Algiers declaration signals Africa’s legal offensive for colonial reparations
For decades, the demand for colonial reparations in Africa existed in a carefully managed space of Western comfort. It was acknowledged just enough to appear morally sensitive, yet dismissed as impractical, anachronistic, or legally impossible. European capitals perfected a language of regret without responsibility-issuing symbolic apologies, commissioning museum exhibits, or funding limited development programs that carefully avoided the word “reparations.” By the end of 2025, that era effectively ended in Algiers.

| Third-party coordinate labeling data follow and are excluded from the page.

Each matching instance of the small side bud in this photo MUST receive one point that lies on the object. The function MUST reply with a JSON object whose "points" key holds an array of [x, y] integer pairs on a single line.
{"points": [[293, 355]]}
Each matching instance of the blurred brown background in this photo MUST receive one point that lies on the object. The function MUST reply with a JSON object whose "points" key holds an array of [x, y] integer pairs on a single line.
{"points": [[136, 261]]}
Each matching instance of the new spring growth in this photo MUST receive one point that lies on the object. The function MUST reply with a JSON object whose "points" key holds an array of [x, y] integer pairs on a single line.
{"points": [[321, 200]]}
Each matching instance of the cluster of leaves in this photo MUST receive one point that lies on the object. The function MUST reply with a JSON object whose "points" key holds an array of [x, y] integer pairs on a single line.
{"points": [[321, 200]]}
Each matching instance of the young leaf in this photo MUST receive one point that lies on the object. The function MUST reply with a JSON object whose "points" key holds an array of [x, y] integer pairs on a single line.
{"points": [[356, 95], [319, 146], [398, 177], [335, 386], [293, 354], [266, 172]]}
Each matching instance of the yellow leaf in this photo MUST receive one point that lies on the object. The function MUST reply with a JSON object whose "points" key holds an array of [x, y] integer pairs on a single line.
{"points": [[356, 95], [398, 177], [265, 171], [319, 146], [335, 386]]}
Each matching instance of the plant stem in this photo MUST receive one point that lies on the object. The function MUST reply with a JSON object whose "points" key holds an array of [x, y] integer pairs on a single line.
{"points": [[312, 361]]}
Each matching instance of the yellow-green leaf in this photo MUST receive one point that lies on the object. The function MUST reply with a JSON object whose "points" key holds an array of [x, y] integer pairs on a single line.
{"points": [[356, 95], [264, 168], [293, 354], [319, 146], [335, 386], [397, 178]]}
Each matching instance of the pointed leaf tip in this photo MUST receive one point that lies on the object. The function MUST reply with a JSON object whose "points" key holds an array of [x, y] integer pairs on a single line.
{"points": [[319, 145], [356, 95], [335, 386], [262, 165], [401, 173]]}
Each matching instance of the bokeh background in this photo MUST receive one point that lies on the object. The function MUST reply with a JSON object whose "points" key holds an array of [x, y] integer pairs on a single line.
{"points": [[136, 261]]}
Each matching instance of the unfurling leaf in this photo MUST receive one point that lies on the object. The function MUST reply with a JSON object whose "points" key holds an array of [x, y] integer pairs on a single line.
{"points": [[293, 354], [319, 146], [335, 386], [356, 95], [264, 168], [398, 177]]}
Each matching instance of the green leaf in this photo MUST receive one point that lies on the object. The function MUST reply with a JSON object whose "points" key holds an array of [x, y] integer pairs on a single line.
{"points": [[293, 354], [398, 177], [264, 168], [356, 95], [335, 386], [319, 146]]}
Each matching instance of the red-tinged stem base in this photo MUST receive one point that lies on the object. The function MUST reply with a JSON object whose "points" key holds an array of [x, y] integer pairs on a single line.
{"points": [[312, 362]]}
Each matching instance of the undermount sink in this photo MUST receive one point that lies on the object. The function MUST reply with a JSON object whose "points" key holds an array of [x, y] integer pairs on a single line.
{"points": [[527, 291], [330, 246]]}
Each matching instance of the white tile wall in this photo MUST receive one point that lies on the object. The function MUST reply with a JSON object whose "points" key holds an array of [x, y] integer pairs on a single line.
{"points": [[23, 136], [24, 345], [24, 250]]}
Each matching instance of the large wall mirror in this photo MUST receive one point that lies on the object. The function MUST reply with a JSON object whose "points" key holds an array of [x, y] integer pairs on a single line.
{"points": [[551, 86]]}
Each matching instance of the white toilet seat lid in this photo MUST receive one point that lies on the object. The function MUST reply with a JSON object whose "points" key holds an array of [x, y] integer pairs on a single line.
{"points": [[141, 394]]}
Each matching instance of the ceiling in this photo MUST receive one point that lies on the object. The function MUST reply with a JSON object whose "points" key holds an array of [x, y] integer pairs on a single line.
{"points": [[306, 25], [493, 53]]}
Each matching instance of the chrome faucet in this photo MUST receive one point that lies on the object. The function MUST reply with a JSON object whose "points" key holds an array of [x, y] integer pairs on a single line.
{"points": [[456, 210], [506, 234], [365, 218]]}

With the adoption of the Algiers Declaration, the African Union (AU) has shifted the reparations debate from moral protest to structured legal confrontation. Emerging from the International Conference on the Crimes of Colonialism held in Algiers from November 30 to December 1, the declaration provides the first concrete institutional roadmap for the AU’s 2025 theme: Justice through Reparations. It does not ask Europe to feel guilty; it demands that international law recognize colonialism as a crime against humanity, enforce restitution of plundered wealth, and calculate the ecological and economic damage inflicted over centuries.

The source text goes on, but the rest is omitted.